Library of code for subnational mapping of Brazilian beef SEI-PCS. Lead author: Erasmus zu Ermgassen (erasmus.zuermgassen@uclouvain.be).

Workflow

The workflow to re-run BR-beef SEI-PCS is to:

  1. Update BR-beef logistic hubs
  2. Identify sourcing per slaughterhouse
  3. Implement the DT
  4. Join municipal-supply sheds to each logistic hub
  5. Calculate municipal cattle production

Update BR-beef logistic hubs

In v2.2.0, I exported the CNPJs for Neural Alpha to query (3_LOGISTICS/BRAZIL/GTA/NETWORK/EXPORT_TAX_NUM_TO_QUERY.R) before consolidating all the logistic hub data, because of time constraints - updating the SIE, SIBI data etc is time consuming.

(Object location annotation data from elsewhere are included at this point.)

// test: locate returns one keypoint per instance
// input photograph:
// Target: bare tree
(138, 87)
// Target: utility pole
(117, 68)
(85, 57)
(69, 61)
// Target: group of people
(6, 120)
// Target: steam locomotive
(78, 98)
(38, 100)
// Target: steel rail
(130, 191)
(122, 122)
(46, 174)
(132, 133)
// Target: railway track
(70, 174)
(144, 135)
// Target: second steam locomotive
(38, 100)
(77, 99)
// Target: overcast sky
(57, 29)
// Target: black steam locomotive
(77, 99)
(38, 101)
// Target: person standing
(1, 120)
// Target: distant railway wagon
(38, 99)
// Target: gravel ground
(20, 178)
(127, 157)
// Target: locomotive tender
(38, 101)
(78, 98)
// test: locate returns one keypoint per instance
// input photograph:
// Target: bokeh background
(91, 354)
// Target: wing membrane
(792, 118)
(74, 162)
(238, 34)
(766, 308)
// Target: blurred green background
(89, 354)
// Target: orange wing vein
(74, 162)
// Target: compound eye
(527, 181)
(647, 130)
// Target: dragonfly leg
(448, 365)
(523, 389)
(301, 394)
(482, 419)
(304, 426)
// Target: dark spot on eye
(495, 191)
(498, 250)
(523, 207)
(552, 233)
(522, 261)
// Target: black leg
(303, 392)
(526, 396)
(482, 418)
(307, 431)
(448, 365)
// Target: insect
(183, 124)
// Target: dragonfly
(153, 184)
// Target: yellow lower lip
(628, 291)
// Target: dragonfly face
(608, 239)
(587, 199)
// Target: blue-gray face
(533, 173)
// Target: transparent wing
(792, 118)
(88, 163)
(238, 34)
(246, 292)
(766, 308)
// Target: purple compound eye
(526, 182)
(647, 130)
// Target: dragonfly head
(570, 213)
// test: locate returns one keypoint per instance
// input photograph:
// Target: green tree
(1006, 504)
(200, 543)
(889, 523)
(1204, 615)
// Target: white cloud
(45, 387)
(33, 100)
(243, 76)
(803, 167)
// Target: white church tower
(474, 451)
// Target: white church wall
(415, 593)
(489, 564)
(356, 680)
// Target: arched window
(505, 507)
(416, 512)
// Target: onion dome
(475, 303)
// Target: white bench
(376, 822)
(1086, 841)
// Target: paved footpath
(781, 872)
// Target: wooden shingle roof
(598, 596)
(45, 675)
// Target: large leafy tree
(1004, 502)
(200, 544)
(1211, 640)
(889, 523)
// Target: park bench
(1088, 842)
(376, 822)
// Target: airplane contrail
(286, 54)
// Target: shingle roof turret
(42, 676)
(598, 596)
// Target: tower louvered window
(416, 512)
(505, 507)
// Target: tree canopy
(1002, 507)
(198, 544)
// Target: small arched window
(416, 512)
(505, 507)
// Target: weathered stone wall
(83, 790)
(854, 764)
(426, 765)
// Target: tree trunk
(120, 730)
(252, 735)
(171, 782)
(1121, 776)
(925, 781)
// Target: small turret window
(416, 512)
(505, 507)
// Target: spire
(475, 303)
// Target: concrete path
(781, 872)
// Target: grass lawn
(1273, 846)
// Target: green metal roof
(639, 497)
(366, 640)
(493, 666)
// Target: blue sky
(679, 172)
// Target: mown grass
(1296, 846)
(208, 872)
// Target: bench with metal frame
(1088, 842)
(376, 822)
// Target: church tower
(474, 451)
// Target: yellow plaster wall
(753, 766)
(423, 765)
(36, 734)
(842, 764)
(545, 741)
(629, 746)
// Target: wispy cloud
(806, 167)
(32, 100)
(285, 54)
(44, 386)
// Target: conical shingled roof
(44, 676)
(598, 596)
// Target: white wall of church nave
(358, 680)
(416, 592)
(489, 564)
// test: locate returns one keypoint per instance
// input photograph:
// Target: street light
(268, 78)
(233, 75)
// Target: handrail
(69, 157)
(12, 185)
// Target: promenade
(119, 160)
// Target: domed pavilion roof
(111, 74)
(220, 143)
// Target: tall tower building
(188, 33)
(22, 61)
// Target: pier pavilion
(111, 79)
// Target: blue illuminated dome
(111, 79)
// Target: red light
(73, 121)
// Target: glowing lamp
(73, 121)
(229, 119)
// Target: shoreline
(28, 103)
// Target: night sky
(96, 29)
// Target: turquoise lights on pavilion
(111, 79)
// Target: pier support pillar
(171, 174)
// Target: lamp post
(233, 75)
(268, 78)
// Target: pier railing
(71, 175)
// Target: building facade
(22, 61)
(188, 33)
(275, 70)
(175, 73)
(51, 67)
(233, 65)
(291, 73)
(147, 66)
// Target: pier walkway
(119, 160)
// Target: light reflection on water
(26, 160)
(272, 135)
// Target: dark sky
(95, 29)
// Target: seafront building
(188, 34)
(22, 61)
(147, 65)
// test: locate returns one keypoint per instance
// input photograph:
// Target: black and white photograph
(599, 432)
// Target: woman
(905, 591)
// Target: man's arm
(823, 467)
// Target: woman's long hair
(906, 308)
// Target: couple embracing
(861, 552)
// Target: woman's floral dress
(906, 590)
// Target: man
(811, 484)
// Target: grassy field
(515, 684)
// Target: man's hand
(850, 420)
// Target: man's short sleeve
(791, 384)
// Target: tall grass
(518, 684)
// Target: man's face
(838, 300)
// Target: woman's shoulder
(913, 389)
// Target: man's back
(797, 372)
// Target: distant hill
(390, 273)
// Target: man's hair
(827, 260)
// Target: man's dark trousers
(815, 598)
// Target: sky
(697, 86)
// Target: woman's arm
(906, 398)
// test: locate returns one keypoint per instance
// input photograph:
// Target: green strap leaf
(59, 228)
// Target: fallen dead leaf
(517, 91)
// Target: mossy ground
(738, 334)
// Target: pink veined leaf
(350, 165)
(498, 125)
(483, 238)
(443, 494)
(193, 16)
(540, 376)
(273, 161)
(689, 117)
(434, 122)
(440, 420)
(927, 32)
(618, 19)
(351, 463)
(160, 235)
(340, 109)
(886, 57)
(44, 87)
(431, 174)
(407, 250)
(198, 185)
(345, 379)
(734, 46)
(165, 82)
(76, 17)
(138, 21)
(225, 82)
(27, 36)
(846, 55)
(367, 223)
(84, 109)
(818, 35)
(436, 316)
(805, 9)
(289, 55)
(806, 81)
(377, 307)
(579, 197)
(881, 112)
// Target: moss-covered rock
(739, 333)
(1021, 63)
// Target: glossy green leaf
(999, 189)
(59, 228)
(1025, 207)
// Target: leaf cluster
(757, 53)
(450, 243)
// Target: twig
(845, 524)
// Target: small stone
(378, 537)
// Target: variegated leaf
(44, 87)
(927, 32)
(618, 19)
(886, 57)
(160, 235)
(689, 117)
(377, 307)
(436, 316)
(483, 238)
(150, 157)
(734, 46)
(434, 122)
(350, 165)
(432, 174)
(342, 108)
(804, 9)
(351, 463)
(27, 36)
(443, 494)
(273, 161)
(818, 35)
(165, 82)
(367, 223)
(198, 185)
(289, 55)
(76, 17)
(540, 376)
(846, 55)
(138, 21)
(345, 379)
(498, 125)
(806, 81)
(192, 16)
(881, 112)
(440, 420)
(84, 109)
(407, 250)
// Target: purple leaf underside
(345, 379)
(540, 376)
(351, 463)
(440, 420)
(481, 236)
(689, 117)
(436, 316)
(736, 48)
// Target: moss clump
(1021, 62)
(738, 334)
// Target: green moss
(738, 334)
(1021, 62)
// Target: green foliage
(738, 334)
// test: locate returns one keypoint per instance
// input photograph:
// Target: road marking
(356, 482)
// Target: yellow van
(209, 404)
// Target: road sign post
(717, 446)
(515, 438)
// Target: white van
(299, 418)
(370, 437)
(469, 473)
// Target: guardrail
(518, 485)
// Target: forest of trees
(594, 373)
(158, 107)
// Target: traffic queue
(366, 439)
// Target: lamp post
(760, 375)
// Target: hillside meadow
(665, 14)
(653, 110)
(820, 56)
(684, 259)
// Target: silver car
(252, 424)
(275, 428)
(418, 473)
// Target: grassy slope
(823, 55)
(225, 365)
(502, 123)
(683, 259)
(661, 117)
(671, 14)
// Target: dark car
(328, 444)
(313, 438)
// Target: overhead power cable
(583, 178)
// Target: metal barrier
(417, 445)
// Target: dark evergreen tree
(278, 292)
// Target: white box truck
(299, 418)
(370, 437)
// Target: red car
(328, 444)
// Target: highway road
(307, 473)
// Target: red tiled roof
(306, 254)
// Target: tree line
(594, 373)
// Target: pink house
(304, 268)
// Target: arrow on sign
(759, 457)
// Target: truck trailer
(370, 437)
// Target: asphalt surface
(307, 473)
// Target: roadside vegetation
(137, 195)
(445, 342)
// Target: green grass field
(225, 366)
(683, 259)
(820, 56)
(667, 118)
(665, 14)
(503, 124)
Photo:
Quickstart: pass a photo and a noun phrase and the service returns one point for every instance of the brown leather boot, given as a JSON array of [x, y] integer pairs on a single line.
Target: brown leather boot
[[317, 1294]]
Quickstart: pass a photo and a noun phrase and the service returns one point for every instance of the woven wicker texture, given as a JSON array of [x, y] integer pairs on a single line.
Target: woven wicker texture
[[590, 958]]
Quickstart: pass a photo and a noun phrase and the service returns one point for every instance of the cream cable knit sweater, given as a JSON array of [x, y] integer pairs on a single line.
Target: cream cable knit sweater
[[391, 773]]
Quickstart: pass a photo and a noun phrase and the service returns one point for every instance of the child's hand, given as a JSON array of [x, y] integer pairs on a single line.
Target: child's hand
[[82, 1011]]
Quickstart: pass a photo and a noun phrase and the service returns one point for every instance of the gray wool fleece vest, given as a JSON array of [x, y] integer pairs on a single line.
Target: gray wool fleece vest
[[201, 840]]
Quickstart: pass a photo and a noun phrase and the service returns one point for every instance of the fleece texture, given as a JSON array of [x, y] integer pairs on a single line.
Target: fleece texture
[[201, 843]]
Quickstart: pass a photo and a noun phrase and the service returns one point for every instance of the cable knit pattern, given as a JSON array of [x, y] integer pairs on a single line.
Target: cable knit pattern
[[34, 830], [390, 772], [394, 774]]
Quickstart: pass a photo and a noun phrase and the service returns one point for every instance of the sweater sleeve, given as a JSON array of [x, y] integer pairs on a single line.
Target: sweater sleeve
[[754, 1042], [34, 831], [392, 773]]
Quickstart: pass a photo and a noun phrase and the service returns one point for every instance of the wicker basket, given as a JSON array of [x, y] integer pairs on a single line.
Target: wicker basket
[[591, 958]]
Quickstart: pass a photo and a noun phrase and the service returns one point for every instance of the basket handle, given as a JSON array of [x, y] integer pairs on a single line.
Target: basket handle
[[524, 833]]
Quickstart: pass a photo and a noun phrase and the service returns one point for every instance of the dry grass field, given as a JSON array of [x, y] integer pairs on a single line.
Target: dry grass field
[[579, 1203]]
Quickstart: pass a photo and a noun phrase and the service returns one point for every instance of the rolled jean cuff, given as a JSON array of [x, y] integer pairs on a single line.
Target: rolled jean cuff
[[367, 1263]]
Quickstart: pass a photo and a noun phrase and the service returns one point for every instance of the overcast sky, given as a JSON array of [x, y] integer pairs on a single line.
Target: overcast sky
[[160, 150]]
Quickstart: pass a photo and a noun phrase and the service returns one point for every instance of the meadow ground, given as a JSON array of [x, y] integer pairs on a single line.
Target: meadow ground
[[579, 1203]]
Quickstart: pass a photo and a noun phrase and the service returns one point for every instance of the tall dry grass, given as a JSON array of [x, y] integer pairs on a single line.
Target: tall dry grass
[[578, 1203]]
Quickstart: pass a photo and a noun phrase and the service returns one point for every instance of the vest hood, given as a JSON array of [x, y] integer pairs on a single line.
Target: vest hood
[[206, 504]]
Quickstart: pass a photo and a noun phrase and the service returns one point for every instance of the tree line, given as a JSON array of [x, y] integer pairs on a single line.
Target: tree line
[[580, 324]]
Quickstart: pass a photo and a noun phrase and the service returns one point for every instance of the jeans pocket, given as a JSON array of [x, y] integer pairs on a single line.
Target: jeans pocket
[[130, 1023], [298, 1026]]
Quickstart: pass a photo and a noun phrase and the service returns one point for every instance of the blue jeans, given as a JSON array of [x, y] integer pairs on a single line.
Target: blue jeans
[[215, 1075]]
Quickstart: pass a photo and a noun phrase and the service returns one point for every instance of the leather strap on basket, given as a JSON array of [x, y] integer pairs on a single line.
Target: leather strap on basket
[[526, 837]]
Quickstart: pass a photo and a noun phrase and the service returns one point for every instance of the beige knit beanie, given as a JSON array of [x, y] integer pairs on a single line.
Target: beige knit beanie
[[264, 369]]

In future, before processing the GTAs, I would ideally create a new version of the beef logistic hub data (which would then be called when indentifying CNPJs to do traversal searches on, in 3_LOGISTICS/BRAZIL/GTA/NETWORK/EXPORT_TAX_NUM_TO_QUERY.R).

In either case, identifying slaughterhouses (whether as part of the logistics map or not) requires cleaning the sisbov, sisbi, sif, sie, sim, & Monitac datasets, described in turn below.

Clean SIF data

Ran (in order):

  • data/brazil/logistics/sanitary_inspections/animal_products/SIF/scrape_sigsif_estabelecimento.R.
  • data/brazil/logistics/sanitary_inspections/animal_products/SIF/scrape_sigsif_approved_exporters.R.
  • data/brazil/logistics/sanitary_inspections/animal_products/SIF/2020_CLEAN_SIF_EXPORT_PERMISSIONS.R.
  • data/brazil/logistics/sanitary_inspections/animal_products/SIF/2020_CLEAN_SIF.R.
Clean SISBI
  • data/brazil/logistics/sanitary_inspections/animal_products/SISBI/2020_scrape_clean_sisbi_data.R.

Note the 2020 SISBI website is completely different and a lot more detailed than the 2018 data (which was only accessible as individual csvs, saved in trase-storage~brazil/logistics/sanitary_inspections/animal_products/sisbi/downloaded_data/).

When updating these in future, we'll need to check the format of the data (and the number of facilities in the SISBI data), as I suspect the data/website may change again.

Clean SIE data

A list of state websites where slaughterhouse data is available is stored in trase-storage~brazil/logistics/sanitary_inspections/animal_products/sie/SIE_states.xlsx. The raw data files are saved in: trase-storage~brazil/logistics/sanitary_inspections/animal_products/sie/raw/2020/, and processed in trase/data/brazil/logistics/sanitary_inspections/animal_products/SIE/clean_brazil_sie_2020.R to produce output files in: trase-storage~brazil/logistics/sanitary_inspections/animal_products/sie/out/ The README.txt in S3 explains that there are two versions of the data * [1] unified 2020-06-06-SIE_ALL.json * [2] 2020-06-08-SIE_CLEAN.csv (subset for BEEF/PORK/CHICKEN SIE facilities only, with CNPJ, where available).

When updating the data in future, SIE_states.xlsx needs to be updated (manually, a day or two's work), and then the cleaning scripts re-run.

Scrape Monitac

Data from: http://monitac.oeco.org.br/ Script in: trase/tools/scrapers/SCP_Monitac.R. Data in: brazil/indicators/performance/environmental/monitac/MONITAC_scrape_2021-02-24.csv

In future we should consider using Boi na Linha data instead.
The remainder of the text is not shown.